Could you maybe record a short video using the battery-powered oscilloscope, ideally in another building/place and demo the problems?

[Matthias32]

Dear Oliver,

thank you a lot for the hint. I found some uranium glaze cups on eBay. I will order them and try again.

I changed the location but the issue was similar (see below).

No my GND is not floating: I have soldered a wire between GND and the BNC connector and also added metal screws which connect to the two GND planes at the PCB corners. Outside the housing I have at least a wire between GND and BNC connected.

It is very strange: I have covered the diode completely with black tape and did some measurements even in nearly complete darkness. For this test I’m using a fresh diode which has still the glass cover on it so the tape can cover better (no little holes). If get closer to my working bench the noise gets worse. (Below the wooden desk there is a lot of metal) If I use the mobile scope while walking in the house the noise signal changes a lot. If I come close to some metal it gets worse. At some places the noise is nearly 0 regardless if the light is switched on or off.

(I did the test in the video also in nearly complete darkness. The result was the same)

Anyway If the detector is inside the case with the metal foil covering the sensor hole it works fine (see my post from 10.10) The noise is very low and I’m able to detect beta particles. When the uranium glaze cups arrive I will test again for alpha particles.

So is it just EM noise? But why makes it such a difference if the sensor hole is covered with a metal foil or just black tape? I mean the hole is way too small for 50 Hz noise passing. On the other side the effect seems to be very sensitive to any capacitive change.

[ozel]

Thanks for the video! :-)
But honestly, it disturbs me a little bit. The detector must be always in a metal enclosure surrounding the whole circuit board. I thought this was clear and valid in all your previous tests, even when there was the dark blanket on top!
The metal is shielding against light and most forms of electromagnetic noise like a Faraday cage. That is its purpose, otherwise, the circuit is just a somewhat expensive capacitive touch/proximity sensor.

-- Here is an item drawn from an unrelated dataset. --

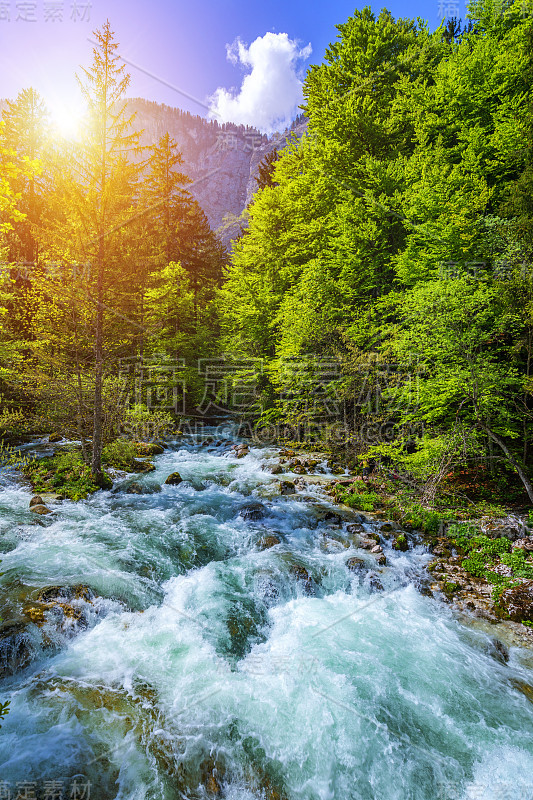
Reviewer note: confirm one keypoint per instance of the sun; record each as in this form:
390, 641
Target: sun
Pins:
66, 118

The T0 metal case of the diode itself does not really contribute to EM shielding. The whole first amplifier stage is extremely sensitive to charges and stray capacitances.

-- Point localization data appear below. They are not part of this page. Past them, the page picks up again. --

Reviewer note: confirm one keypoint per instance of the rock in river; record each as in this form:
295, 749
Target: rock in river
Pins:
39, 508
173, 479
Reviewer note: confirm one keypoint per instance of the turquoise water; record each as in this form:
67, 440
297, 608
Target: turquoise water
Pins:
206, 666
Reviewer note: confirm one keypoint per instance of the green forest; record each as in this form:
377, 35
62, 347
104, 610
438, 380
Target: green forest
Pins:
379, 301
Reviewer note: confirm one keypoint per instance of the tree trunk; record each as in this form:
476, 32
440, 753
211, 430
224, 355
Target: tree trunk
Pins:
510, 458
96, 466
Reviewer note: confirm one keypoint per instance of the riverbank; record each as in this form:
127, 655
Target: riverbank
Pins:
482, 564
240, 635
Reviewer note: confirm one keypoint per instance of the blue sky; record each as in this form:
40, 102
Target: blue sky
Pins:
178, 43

Regrading the frequency properties, there are different factors at play. EM noise can couple in different ways. I'd recommend to check out the literature on EMI for product development (German 'EMV'), it's a fascinating but really complex topic...

[Matthias32]

No you don’t understand: I had the issue with and without housing (see one of my previous posts). I took it out of the housing to check if the capacitance between the diode housing and the case is an issue as you mentioned before. Also I was able to do better debugging without housing.

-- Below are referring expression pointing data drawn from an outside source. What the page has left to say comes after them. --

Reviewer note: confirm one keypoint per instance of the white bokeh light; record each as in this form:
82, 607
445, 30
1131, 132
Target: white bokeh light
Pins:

Don’t worry I know well about EMI since it is my daily business 😉

Anyway: I resoldered all of the components, added a better connection to the BNC plug (it was not ideal before) and cut down the diode housing a bit to make sure there no short circuit after assembly. Together with a fresh sensor opening foil and the new uranium glace probe I finally receive pulses like this:

What do you think?

[ozel]

Congratulations!
The pulse amplitude looks well bigger than the -8 mV threshold which, if measured at regular 1 Megaohm input impedance and 1:1 input attenuation, renders it a full-fledged alpha particle pulse.
c.f. https://github.com/ozel/DIY_particle_detector/wiki/Oscilloscope-Measurements

Looking at your upper video again, it could be dominated by fluorescent/LED room light - that may be bouncing back from the table surface as you approach it - and causing the strong 50 Hz waveforms. Generally, one layer of black insulation tape is often not enough for blocking all the light in a well-lit room and depending on the tape.

The main difficulty is that "mains clocked" light and other mains powered EM coupling may induce similar sine waves such that both may be contributing at any time if not shielded enough individually.